Europe is leading the way with more than 65 percent of respondents from Germany, Belgium, and the Netherlands reporting they are already partnering with fintech firms. The U.S. is in 12th place at 53%.
- P. Morgan Chase & Co., for example, collaborated with online lender On Deck Capital Inc. to improve loan processing for its small business customers. Cardlytics, Inc. has signed up more than 1,500 financial institutions to use its digital advertising platform.
German-based Deutsche Bank recently opened an innovation lab in New York City, its fourth globally.

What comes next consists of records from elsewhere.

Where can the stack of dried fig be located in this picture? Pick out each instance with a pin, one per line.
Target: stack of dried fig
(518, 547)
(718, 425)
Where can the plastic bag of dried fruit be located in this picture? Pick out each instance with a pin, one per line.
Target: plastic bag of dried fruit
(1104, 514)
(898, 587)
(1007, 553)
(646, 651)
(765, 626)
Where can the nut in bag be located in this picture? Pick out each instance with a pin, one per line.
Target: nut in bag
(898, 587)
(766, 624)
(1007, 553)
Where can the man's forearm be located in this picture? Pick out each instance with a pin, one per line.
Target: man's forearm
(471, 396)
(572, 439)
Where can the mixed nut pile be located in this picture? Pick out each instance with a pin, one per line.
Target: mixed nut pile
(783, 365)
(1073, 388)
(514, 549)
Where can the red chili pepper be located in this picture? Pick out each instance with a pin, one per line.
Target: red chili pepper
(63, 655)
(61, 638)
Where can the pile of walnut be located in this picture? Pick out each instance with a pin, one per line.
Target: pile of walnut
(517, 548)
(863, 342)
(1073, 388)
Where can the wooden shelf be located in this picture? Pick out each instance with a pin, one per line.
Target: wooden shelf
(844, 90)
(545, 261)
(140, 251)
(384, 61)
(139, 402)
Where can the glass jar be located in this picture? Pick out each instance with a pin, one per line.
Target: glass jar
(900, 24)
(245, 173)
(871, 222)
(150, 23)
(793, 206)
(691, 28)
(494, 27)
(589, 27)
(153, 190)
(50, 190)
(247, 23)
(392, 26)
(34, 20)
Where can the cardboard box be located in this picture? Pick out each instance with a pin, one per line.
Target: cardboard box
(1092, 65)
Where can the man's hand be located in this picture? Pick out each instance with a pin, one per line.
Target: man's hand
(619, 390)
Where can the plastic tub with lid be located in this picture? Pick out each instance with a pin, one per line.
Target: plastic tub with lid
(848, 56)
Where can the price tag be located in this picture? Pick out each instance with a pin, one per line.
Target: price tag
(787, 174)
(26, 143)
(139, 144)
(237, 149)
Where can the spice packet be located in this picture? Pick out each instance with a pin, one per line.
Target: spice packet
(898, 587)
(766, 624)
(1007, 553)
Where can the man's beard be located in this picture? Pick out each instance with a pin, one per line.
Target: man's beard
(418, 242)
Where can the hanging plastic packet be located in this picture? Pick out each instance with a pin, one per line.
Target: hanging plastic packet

The lab will enable the bank to access an innovation environment in one of the world’s largest financial centers. It will explore new technologies focused on several areas, including artificial intelligence, cloud technology, and cybersecurity. The initiative originally launched in Berlin, London, and Silicon Valley, provides startups with support and a place to assemble with the hope their technological breakthroughs would help Deutsche Bank navigate future technology.
A partnership between the New York City-based GrowthFountain, an equity crowdfunding platform, and the $7.6 billion, Marlborough, Mass.-based Digital Federal Credit Union enables entrepreneurs to raise capital and members to invest.
Crowdfunding is the practice of funding a project or venture by raising small amounts of money from a large number of people, typically via the internet.
DCU’s kinship with the fintech startup community takes place regularly at the DCU FinTech Innovation Center, a dedicated resource providing seed-stage fintech startups with everything they need for success: Mentorship, a workspace, a professional network and community.